On 3/9/24 09:52, Jason Gunthorpe wrote:
On Mon, Sep 02, 2024 at 11:09:49AM +1000, Alexey Kardashevskiy wrote:
On 30/8/24 22:35, Jason Gunthorpe wrote:
On Fri, Aug 30, 2024 at 01:47:40PM +1000, Alexey Kardashevskiy wrote:
Yes, we want a DMA MAP from memfd sort of API in general. So it should
go directly to guest memfd with no kvm entanglement.
A uAPI like ioctl(MAP_DMA, gmemfd, offset, iova) still means userspace
takes control of the IOMMU mapping in the unsecure world.
Yes, such is how it seems to work.
It doesn't actually have much control, it has to build a mapping that
matches the RMP table exactly but still has to build it..
Sorry, I am missing the point here. IOMMU maps bus addresses (IOVAs) to host
physical, if we skip IOMMU, then how RMP (maps host pfns to guest pfns) will
help to map IOVA (in fact, guest pfn) to host pfn? Thanks,
It is the explanation for why this is safe.
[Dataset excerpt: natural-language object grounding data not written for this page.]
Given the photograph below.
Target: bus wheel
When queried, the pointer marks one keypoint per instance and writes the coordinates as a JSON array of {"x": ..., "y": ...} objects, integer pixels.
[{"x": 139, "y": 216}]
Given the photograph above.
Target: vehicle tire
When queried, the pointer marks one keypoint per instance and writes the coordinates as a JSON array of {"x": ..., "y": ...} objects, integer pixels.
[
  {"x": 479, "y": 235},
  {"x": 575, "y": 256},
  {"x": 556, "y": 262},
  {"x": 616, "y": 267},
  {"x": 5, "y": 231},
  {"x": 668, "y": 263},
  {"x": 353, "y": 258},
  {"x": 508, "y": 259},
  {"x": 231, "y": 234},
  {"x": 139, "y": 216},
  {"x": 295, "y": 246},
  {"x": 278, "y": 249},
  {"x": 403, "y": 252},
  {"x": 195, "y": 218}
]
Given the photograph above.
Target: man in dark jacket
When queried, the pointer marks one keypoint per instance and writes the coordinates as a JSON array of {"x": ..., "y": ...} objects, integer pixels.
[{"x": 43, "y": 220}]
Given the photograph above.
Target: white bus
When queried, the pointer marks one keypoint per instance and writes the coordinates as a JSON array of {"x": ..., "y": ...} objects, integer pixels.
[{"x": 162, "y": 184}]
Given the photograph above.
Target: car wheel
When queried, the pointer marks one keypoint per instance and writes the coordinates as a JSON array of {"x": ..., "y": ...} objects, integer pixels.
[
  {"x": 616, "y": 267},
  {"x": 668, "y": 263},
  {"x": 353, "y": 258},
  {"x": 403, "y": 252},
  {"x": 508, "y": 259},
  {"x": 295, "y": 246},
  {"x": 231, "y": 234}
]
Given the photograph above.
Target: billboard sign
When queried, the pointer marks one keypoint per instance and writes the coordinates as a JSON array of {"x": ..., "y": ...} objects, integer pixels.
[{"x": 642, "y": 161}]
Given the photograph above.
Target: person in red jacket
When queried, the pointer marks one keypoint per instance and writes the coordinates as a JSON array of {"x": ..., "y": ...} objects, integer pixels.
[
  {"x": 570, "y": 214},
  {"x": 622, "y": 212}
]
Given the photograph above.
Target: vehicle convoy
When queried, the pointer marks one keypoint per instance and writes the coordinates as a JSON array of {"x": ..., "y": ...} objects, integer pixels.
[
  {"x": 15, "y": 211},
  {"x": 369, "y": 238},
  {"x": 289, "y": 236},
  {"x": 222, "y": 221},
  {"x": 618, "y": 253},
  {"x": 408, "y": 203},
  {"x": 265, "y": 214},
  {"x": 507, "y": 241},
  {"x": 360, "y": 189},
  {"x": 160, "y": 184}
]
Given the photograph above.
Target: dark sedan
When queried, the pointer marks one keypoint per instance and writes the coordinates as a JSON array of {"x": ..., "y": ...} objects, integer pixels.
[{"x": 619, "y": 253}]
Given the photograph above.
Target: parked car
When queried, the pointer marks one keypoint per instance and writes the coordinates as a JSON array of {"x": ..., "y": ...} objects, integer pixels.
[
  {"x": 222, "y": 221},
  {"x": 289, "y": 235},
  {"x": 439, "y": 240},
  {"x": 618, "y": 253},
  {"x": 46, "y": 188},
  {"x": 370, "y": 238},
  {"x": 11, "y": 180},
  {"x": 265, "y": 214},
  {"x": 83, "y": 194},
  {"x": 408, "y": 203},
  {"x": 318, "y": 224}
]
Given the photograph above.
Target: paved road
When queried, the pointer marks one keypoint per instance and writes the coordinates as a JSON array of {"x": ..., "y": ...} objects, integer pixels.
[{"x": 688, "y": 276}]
For CC the translation of IOVA to physical must not be controlled by
the hypervisor, for security. This can result in translation based
attacks.
AMD is weird because it puts the IOMMU page table in untrusted
hypervisor memory, everyone else seems to put it in the trusted
world's memory.
This works for AMD because they have two copies of this translation,
in two different formats, one in the RMP which is in trusted memory
and one in the IO page table which is not trusted. Yes you can't use
the RMP to do an IOVA lookup, but it does encode exactly the same
information.
It is exactly the same because today VFIO does 1:1 IOVA->guest mapping on
x86 (and some/most other architectures) but it is not for when guests get
hardware-assisted vIOMMU support.
Yes, you are forced into a nesting IOMMU architecture with CC guests.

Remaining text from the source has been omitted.